# Quick question regarding former FA (now Ulster Bank) tracker.



## finny (6 Feb 2016)

Hello. I'm hoping to tap into the brains trust and get some input regarding my tracker.

I bought a "buy-to-let" apartment in Dublin in 2008- interest free for first 5 years.

Repayments are now 2000 per month. With all the extra costs (management company fees, property tax, repairs, income tax etc) I'm funding approx 800 euro per month after rental income. I'm an accidental landlord and really want to exit the situation.

I'd like to port the tracker mortgage under UB's current tracker mover product to a residential home for my family as there's no way we could live long term in the buy to let (we're currently living abroad but will relocate back to Ireland this year).

My two questions are:

1. Does anyone have any idea how long this tracker mover product will remain available?

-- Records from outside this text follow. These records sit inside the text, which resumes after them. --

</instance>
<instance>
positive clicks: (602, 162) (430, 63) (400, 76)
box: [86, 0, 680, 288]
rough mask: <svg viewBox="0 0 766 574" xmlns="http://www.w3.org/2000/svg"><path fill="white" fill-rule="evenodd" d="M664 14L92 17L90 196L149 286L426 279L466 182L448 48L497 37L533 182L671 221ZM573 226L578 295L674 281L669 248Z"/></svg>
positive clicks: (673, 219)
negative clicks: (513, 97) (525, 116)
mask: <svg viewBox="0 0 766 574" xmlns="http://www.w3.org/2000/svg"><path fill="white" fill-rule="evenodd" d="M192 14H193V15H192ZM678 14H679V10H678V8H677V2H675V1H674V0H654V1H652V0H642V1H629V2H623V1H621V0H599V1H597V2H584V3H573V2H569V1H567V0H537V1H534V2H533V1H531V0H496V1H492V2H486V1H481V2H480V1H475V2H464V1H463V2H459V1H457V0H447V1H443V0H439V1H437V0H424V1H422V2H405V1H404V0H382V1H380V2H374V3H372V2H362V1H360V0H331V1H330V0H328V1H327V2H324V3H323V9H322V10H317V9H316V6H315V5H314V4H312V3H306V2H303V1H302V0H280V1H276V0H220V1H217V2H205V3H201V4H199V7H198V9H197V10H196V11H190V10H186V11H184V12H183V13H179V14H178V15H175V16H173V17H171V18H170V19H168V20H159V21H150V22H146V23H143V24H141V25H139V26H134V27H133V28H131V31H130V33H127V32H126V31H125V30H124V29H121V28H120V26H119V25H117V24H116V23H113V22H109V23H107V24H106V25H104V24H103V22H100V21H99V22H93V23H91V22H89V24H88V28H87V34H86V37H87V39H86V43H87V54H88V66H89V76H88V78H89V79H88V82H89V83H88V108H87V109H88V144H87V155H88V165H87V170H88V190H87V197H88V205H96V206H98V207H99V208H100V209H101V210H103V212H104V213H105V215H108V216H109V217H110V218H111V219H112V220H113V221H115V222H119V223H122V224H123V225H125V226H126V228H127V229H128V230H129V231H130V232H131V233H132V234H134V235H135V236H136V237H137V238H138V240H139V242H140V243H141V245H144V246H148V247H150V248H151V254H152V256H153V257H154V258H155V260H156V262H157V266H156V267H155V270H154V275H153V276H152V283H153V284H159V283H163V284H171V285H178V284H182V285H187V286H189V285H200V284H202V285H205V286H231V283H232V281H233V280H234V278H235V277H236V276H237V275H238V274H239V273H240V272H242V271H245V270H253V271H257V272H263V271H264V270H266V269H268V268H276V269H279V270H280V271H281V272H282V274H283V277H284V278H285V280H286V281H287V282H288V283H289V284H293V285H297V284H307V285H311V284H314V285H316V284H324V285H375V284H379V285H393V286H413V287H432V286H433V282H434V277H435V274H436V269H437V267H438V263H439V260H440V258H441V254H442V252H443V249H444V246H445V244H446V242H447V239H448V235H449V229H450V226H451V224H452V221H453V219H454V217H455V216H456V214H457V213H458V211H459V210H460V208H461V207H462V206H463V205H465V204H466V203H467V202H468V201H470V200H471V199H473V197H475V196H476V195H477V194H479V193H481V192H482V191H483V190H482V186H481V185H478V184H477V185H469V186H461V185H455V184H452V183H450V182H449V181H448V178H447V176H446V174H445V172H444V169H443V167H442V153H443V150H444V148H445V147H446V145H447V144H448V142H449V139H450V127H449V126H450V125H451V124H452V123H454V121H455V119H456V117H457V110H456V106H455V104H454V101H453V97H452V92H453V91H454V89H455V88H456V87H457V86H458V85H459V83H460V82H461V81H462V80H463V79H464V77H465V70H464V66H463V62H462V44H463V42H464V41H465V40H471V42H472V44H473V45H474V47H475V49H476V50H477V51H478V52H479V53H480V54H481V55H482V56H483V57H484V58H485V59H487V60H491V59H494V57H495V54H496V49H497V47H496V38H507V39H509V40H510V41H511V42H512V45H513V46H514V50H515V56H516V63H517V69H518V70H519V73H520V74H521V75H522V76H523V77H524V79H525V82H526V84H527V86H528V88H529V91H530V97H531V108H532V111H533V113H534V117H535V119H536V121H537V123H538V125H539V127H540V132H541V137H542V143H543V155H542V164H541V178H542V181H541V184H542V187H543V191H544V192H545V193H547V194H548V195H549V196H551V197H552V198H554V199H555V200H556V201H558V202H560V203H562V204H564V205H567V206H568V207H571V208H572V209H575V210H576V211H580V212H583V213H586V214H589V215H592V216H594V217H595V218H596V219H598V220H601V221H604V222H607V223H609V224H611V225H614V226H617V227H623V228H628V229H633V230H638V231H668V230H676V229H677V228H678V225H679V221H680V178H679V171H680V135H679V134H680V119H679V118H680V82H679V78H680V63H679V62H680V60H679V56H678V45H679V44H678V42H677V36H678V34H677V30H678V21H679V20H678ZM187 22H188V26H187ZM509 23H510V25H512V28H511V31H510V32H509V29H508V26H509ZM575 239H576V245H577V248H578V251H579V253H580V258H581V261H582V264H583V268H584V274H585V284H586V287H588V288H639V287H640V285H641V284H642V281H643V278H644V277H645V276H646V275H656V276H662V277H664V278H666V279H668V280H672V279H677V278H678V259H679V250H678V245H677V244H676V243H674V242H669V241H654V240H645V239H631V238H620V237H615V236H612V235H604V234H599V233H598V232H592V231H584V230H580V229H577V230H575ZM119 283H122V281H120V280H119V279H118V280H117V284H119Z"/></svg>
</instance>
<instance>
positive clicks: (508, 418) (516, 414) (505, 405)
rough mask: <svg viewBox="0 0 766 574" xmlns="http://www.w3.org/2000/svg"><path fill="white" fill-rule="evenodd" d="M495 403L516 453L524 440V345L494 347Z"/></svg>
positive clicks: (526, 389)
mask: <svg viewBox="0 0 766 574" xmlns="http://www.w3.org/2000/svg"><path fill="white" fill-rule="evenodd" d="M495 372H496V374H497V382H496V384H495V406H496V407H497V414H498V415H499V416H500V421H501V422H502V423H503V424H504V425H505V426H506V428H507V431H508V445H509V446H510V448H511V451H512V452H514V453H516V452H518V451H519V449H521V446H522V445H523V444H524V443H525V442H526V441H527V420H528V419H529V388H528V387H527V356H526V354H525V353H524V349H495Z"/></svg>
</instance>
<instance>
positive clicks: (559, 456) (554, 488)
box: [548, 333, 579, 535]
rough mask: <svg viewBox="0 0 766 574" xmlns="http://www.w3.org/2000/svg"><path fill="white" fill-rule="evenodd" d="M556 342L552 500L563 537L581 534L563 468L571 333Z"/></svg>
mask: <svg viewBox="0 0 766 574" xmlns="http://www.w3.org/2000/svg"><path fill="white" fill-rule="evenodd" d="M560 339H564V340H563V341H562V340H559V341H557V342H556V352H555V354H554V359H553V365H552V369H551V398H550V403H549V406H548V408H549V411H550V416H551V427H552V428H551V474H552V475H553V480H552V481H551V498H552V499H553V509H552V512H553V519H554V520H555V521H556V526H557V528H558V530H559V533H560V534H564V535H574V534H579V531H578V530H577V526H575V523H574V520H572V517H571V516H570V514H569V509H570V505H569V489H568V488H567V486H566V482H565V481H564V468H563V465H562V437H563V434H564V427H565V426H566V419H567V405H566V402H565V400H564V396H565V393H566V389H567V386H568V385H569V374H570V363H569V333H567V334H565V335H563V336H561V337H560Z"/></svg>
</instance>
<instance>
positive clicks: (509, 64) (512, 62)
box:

2. Does anyone know whether the tracker mover product is available for a "buy-to-let" to "principal private residence" purchase? As it stands, and with the current rental market we would be financially better off to move the tracker as opposed to renting a family home and funding the shortfall for mortgage repayments.

I will contact UB soon but just wondering whether anyone here has any experience in this regard.

Thanks!


----------



## corktim (6 Mar 2016)

You can't move a tracker from a BTL to a home loan.


----------



## cremeegg (6 Mar 2016)

Ulster Bank bought First Active and they are completely at sea dealing with some of the more unusual FA products. 

Their staff are clueless and unbelievably arrogant. It is entirely possible that they won't realise its a buy to let. 

Their IT system does not hold detailed records of the FA loans and they won't or can't look at the original documentation. I say all this from extensive first hand experience.

So my advice is ask, you never know.


----------



## Monbretia (6 Mar 2016)

Was it bought as a BTL or did you live in it originally?   The fact that it was interest only for first 5 yrs would make it seem it was an actual BTL mortgage.   You could just take a chance and ask but the FA BTLs were designated on the system as BTLs and in 2008 UB already owned FA so the lending was being done in the same place in Head Office and on the same systems.

If it was a much older loan there would be a better chance of UB not having a clue what it was one way or the other.

Can you move back into it for a while when you move home, would that get it reclassified to a home loan and eligible for moving?

cremeegg - they could look at the original files if they wanted, they were all boxed up and sent to Iron Mountain, now whether they would understand what they saw or not is another question


----------



## corktim (6 Mar 2016)

I'd be very surprised if they didn't go through every shred of paper before allowing you to keep a tracker. All they need to check is the original letter of offer which wil show it was a BTL.

All they can say is no.


----------



## finny (7 Mar 2016)

The loan offer document clearly states "buy to let". I'd like to ask but unfortunately I need to go into a branch to discuss. I am in Australia still. The call back option isn't for people outside Ireland. I was on the phone to them recently trying to get through to a "mortgage specialist" and failed. 

We could move in for 6 months or so but I'm not sure they'd reclassify it. I did live in it and the only reason I don't now is because I'm here in Aus and we've outgrown.


----------